Following a skirmish at the very first chicane which forced Eddie Irivine out of the race, a much more serious collision followed at the second. Britain's David Coulthard, in the other McLaren, was among those caught up in the mayhem.

He was thankful to be unscathed after Pedro de la Rosa's Arrows cartwheeled over him. Heinz-Harald Frentzen was criticised by some drivers for his part in the accident. His Jordan-Mugen team-mate, Jarno Trulli, and Rubens Barrichello, in the second Ferrari, like Coulthard, were helpless.

Coulthard said: "I've never seen Rubens so furious. He was pointing the finger at Heinz-Harald, who looked very sheepish.
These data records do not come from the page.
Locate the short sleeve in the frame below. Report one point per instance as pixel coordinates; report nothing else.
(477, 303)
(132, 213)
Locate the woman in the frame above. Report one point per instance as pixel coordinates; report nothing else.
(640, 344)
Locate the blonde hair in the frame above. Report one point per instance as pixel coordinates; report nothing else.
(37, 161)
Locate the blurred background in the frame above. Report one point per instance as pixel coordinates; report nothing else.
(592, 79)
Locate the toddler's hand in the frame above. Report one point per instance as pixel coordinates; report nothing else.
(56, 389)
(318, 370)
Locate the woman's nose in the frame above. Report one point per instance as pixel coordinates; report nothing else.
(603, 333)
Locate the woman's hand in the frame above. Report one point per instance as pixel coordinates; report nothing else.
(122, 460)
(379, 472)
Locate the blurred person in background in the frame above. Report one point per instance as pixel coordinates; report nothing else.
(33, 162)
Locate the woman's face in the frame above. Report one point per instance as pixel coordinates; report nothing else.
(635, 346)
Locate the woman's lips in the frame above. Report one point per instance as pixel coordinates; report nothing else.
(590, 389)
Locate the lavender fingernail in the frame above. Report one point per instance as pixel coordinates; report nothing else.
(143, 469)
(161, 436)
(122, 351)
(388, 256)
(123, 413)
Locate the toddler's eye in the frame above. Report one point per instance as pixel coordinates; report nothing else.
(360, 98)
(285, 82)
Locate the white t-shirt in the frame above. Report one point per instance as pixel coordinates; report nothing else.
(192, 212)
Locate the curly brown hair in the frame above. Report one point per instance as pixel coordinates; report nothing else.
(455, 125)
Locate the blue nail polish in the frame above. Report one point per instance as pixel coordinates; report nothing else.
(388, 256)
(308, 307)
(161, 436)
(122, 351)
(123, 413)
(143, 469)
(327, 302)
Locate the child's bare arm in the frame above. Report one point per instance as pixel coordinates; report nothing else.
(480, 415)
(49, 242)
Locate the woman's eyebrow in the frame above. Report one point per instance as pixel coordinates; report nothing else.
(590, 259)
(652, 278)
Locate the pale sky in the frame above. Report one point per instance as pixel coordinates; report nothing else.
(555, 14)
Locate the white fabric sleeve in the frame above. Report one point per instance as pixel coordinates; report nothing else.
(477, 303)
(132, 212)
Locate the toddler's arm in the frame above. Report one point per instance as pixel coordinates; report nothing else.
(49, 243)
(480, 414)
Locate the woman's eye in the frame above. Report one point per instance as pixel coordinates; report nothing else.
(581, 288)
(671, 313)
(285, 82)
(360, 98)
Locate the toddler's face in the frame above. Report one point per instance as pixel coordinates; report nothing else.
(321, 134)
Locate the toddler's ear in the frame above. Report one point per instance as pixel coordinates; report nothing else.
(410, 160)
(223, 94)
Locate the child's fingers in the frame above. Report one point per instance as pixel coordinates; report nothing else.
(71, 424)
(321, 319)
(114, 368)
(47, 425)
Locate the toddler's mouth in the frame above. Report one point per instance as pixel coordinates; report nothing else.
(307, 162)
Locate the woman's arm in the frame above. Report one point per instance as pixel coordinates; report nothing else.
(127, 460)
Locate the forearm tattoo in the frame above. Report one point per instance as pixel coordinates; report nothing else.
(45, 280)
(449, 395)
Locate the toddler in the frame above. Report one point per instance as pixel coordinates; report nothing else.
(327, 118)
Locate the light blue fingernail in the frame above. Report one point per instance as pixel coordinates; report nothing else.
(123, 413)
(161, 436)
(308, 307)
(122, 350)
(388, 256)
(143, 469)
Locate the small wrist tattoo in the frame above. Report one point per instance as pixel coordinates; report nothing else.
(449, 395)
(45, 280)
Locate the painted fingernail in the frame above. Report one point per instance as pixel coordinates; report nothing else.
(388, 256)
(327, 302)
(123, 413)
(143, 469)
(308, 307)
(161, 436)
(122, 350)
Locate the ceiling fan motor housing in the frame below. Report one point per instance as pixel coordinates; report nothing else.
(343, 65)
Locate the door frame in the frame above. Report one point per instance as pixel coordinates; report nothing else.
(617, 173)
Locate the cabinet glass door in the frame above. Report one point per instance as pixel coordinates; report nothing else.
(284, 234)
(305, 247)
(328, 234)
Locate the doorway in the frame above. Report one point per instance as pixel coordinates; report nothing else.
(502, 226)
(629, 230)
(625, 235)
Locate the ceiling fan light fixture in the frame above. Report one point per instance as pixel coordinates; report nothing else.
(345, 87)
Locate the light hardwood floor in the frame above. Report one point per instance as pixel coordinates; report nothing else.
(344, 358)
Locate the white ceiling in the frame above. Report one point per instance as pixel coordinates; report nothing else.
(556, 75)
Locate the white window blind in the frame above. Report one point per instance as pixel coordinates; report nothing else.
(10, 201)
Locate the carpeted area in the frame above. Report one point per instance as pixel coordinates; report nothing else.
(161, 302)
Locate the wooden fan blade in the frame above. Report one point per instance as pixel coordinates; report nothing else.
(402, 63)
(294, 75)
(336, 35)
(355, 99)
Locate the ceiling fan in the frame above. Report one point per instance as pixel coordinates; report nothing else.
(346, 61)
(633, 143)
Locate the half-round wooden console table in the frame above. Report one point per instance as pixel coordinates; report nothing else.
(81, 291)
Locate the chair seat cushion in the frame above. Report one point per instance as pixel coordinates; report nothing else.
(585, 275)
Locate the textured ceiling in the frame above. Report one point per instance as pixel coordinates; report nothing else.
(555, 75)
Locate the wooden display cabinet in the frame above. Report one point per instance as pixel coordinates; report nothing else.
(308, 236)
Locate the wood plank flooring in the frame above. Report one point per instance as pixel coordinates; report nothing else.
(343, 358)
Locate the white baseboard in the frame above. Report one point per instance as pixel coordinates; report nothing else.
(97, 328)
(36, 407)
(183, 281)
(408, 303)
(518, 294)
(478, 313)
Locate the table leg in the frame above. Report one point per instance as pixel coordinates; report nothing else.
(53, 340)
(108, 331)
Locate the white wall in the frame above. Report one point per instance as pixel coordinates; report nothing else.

We all know how to get round the first lap and this is stupidity.

"It was a horrible feeling sitting in the car. So much was going on but because of the dust it was like being in a blackout. I ducked my head and just hoped. I heard a noise coming towards me. It was De la Rosa's car but I didn't see it going over. I was scared to lift my head."

Johnny Herbert, making his last appearance in a European Formula One race, was another who had an uncomfortably close encounter with the Arrows. The Englishman, who retired his Jaguar, said: "De la Rosa launched himself off the back of my car. I looked up and saw a wheel 100 feet in the air."

De la Rosa said: "I just saw the yellow flags and braked and then saw pieces of car all over the place, lots of tyre smoke. After the smoke cleared there were two cars travelling really slowly and I just couldn't slow down my car enough. I think it was [Ricardo] Zonta and I hit him on the rear wheel. This launched me into the air and then I just barrel-rolled until the car stopped.

"Fortunately I am OK, there is no problem. It is a racing incident. I wouldn't say I was unlucky as I am lucky to be here. I stayed a little time in the car after the crash because the car was upside down and the marshals were trying to turn it over but they couldn't, so I decided to get under the gravel a little bit and crawl through the small gap under the car."

The fire marshall, struck by the flying debris from the crash, was initially treated at trackside before being taken to hospital, where doctors were unable to save his life.

An Italian magistrate, Salvatore Bellomo, opened a formal investigation into Ghislimberti's death and interviewed the drivers. It is understood that the cars involved have been impounded by the local police authorities.

The FIA, motor racing's governing body, completed its own investigation hours after the incident and concluded that it was a "racing accident" and that no further action was necessary.

Jenson Button survived both incidents only to be caught out as the safety car, which came on to the track for 11 laps, peeled off. He turned sharply to avoid running into the back of Jacques Villeneuve's BAR but clipped a barrier and could not keep his car on the road as they rounded the Parabolica.

The Williams-BMW driver blamed Schumacher, saying: "He was going slowly, then accelerated, then braked hard. There was nowhere for me to go except on to the grass."

Schumacher acknowledged: "Everything was so low in temperature after so long behind the safety car I was accelerating and braking to warm up the brakes. I think I did a mistake and I'm sorry for whoever suffered for that. I thought everyone realised what I was doing."

Schumacher and Hakkinen avoided the widely anticipated problems on the first lap and went on to dominate the race. They filed behind the safety car before the Ferrari pulled away and forced Hakkinen to accept second place.

Ralf Schumacher drove his Williams into third place, Jos Verstappen was a splendid fourth for Arrows, the much maligned Alexander Wurz was fifth in a Benetton and Zonta sixth for BAR Honda.

While yesterday's race tightened the gap between the two main title contenders, Coulthard conceded that his own challenge for the crown was effectively over. He said: "That's it, finito. It probably means the team will need me to support the guy in front. It's very disappointing, but I fully understand the situation."